Quantum Interference in Graphene Nanoconstrictions

TL;DR

This paper investigates quantum interference effects in graphene nanoconstrictions, revealing Fabry-Perot and Fano resonances caused by internal reflections and localized states, advancing understanding of quantum phenomena in graphene devices.

Contribution

It demonstrates the coexistence of Fabry-Perot and Fano interferences in graphene nanoconstrictions and provides a theoretical explanation for their origin.

Findings

Observation of multimode Fabry-Perot interference patterns.

Detection of sharp Fano antiresonances in conductance.

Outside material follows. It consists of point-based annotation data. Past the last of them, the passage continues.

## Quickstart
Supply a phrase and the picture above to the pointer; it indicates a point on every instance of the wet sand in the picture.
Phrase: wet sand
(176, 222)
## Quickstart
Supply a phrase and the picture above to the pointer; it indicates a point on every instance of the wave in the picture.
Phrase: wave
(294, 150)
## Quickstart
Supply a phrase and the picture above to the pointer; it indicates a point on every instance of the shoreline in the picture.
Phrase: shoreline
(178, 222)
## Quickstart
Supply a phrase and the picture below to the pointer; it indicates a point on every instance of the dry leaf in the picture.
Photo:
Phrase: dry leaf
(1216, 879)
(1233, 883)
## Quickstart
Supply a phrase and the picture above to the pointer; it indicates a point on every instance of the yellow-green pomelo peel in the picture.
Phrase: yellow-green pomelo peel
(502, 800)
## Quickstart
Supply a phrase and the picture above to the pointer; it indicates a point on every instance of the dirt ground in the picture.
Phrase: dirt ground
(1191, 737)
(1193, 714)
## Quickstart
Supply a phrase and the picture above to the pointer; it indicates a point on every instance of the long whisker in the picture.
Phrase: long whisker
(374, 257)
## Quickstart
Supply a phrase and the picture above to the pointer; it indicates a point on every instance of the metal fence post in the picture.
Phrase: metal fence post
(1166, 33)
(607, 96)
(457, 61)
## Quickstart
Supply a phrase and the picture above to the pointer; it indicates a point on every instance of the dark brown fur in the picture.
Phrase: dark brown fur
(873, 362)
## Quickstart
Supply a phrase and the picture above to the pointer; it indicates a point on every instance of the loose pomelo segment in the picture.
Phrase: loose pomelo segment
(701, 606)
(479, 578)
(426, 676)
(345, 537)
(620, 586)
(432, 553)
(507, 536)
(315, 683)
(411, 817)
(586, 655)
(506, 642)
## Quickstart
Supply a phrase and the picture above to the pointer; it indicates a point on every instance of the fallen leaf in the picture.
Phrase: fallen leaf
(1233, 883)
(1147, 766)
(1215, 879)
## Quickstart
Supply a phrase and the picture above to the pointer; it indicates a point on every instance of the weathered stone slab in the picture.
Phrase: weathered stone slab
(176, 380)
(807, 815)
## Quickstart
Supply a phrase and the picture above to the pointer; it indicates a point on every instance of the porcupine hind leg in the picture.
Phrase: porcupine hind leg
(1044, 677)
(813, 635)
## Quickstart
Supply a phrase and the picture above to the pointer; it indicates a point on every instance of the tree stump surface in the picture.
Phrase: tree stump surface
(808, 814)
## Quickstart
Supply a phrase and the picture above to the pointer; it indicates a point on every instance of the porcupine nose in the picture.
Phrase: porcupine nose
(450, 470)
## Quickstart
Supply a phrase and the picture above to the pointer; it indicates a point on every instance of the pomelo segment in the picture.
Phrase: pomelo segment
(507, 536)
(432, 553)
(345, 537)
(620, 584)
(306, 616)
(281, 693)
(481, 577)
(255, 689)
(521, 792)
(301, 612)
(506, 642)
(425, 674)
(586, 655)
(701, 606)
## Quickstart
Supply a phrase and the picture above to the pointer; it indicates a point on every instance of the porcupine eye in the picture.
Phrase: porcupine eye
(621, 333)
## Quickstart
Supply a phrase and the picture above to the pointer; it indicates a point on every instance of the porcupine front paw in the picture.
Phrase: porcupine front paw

Theoretical model linking localized states to Fano resonances.

Abstract

We report quantum interference effects in the electrical conductance of chemical vapor deposited graphene nanoconstrictions fabricated using feedback controlled electroburning. The observed multimode Fabry-Perot interferences can be attributed to reflections at potential steps inside the channel. Sharp antiresonance features with a Fano line shape are observed. Theoretical modeling reveals that these Fano resonances are due to localized states inside the constriction, which couple to the delocalized states that also give rise to the Fabry-Perot interference patterns. This study provides new insight into the interplay between two fundamental forms of quantum interference in graphene nanoconstrictions.